While traveling to different places inside Kruger National Park one that stood out the most was the elephant education center and museum at La Table. Before visiting this education center, I too thought that we needed to protect the elephants at all cost or else they, just like the rhinos, would become endangered. Why would we not believe that? It is all we hear being from the United States. Fortunately, I got the privilege of listening to a young woman who grew up in the park and alongside these magnificent mammals. Kruger National Park actually has a plethora of elephants. In fact, there are too many elephants inside the park and are working on a productive and humane way to keep the population under control. When the park first was built there was roughly 7,000 elephants inside the boundaries and to help keep the animals in fences were put up. This helped keep the animals inside, but it also made the elephant population explode. The population almost tripled. It was at that point the park decided something needed to be done. The first solution was culling. Culling is a reduction of a wildlife population by selective slaughter.
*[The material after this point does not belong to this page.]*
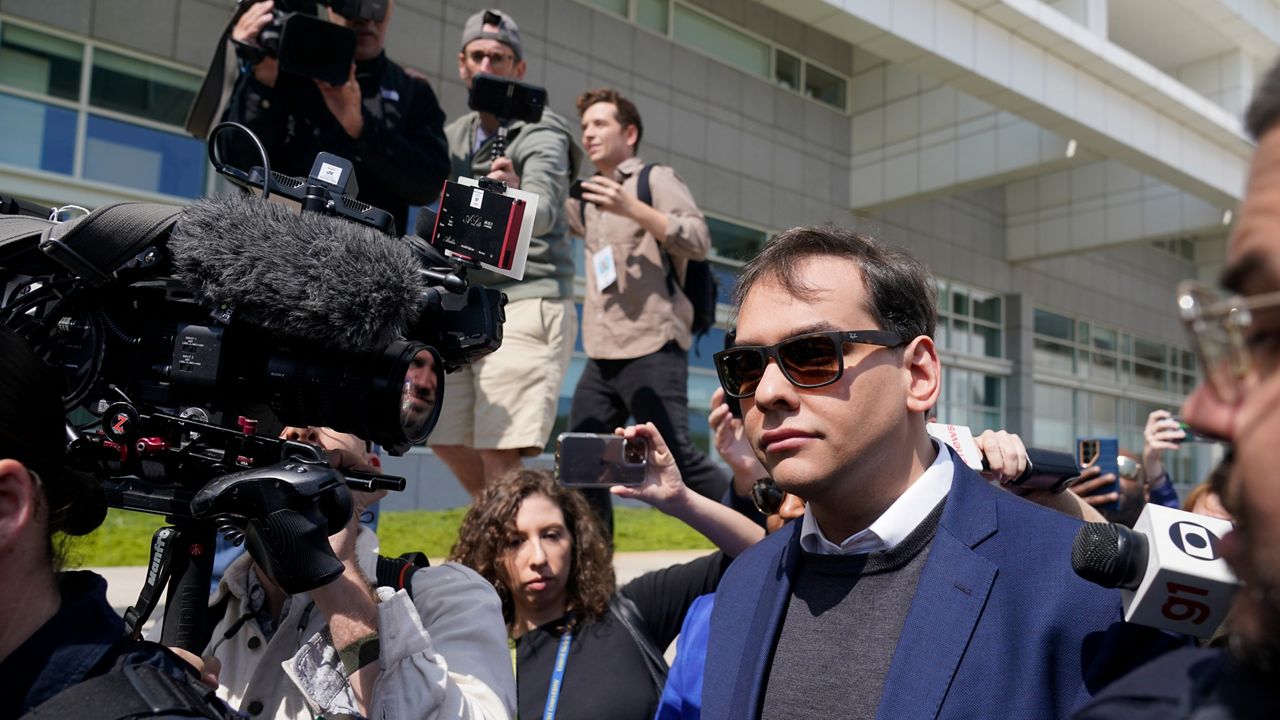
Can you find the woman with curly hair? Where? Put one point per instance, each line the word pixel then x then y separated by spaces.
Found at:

As you can imagine this did not go over well with the public. Once that did not work out, they tried translocating. Translocating is moving the elephants out of the land to other locations. They often translocated them to private reserves, but still was not enough. Finally, they tried different contraception techniques. For example, they tried keeping the females in heat so they could not get pregnant and for males the tried vasectomies. The vasectomies were effective, but sadly to perform this procedure on one male elephant took a full day. They had to track down a male via helicopter, sedate him, then preform the vasectomy which took roughly four hours per testicle. Unfortunately, these took too much time for little reward.

Currently there still is not an effective and efficient way to keep the elephant population of Kruger National Park under control. They are trying to keep the population to under 20,000 elephants and the employees are welcome to any ideas on how to do so. Of course, they should be humane and reasonable. Elephants are amazing, but destructive creatures and deserve to stay that way.